Comparison of Clarke’s angle and footwear fit indicated a statistically significant dependence (r = 0.06; p < 0.01) (Figure 4). It was observed that the larger the footwear, the greater the Clarke’s angle.
A statistically significant dependence was also established when assessing the Wejsflog index and the footwear fit (r = –0.21; p < 0.01) (Figure 5). It was observed that the larger the footwear, the smaller the Wejsflog index.
Based on the dependence of the toe valgus angle and the footwear fit, a statistically significant association/relation was established (r = –0.06; p < 0.01) (Figure 6). It was observed that the larger the footwear, the smaller the toe valgus angle.

Discussion

The essential factor affecting proper development of a child’s foot consists in selecting properly fitting footwear. A growing child’s foot exhibits different structural and functional characteristics than adult’s foot. The childhood period is characterized by disharmony depending on the actual development stage, taking due account of the foot’s plasticity, allometry, motor abilities, and its growth rate. The key requirements for children’s footwear are grounded in the development of the child’s foot and the effect of footwear’s adaptation to the foot’s morphology [11–13]. One of the essential variables determining the actual fit of the footwear is its length. Other important variables comprise width (metatarsal, hindfoot), joint circumference, shape of the toes [14]. Adequately selected footwear should be characterized by certain “functional allowances”, which would allow for the elongation of the longitudinal arch during the foot-loading, whilst also ensuring proper development and operational functionality of the foot.
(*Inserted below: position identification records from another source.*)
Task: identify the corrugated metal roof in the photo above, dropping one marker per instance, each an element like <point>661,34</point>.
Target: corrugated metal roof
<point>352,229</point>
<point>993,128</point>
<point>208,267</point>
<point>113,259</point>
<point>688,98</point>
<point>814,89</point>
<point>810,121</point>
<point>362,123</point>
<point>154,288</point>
Quinlan et al. during 9-month observation of 9–12- year-old children, randomly selected into two groups – in which standard, or minimalist shoes were worn at school, observed that minimalist footwear affect children’s balance and is recommended for children to wear [15].
González et al. [16], whilst comparing the length of the feet in 505 Spanish children with the footwear they regularly wore, established that 72.5% of children wore the ill-fitting footwear. We noticed the same relation in our own research as 53.9% of girls and 63.5% of boys used the ill-fitting footwear in terms of shoe length. Inadequate length of footwear disrupts overall functionality of the foot as observed by Matthias et al. [17], who examined the children aged 8–12 years, whereby too short a length of a shoe was established to have effectively restricted the foot’s mobility. Breet et al. [18] examined 698 children aged 6–14 and observed that 59% of children had ill-fitting shoes, taking into account their length, and 98% of the shoes were ill-fitting in width – the shoes were too narrow. Researchers emphasized that footwear manufacturers should especially take into account the width of the produced shoes. Cranage et al. [1], whilst comparing the foot’s functionality in the pre-school children wearing shoes, and in the pre-school children walking barefoot, noted the effect of the footwear on the alterations in their walking and running patterns. The results yielded by our own study corroborate their observations as wearing the footwear of the adequately fitted length and width may appreciably reduce overall risk of foot deformities resultant from their restricted mobility.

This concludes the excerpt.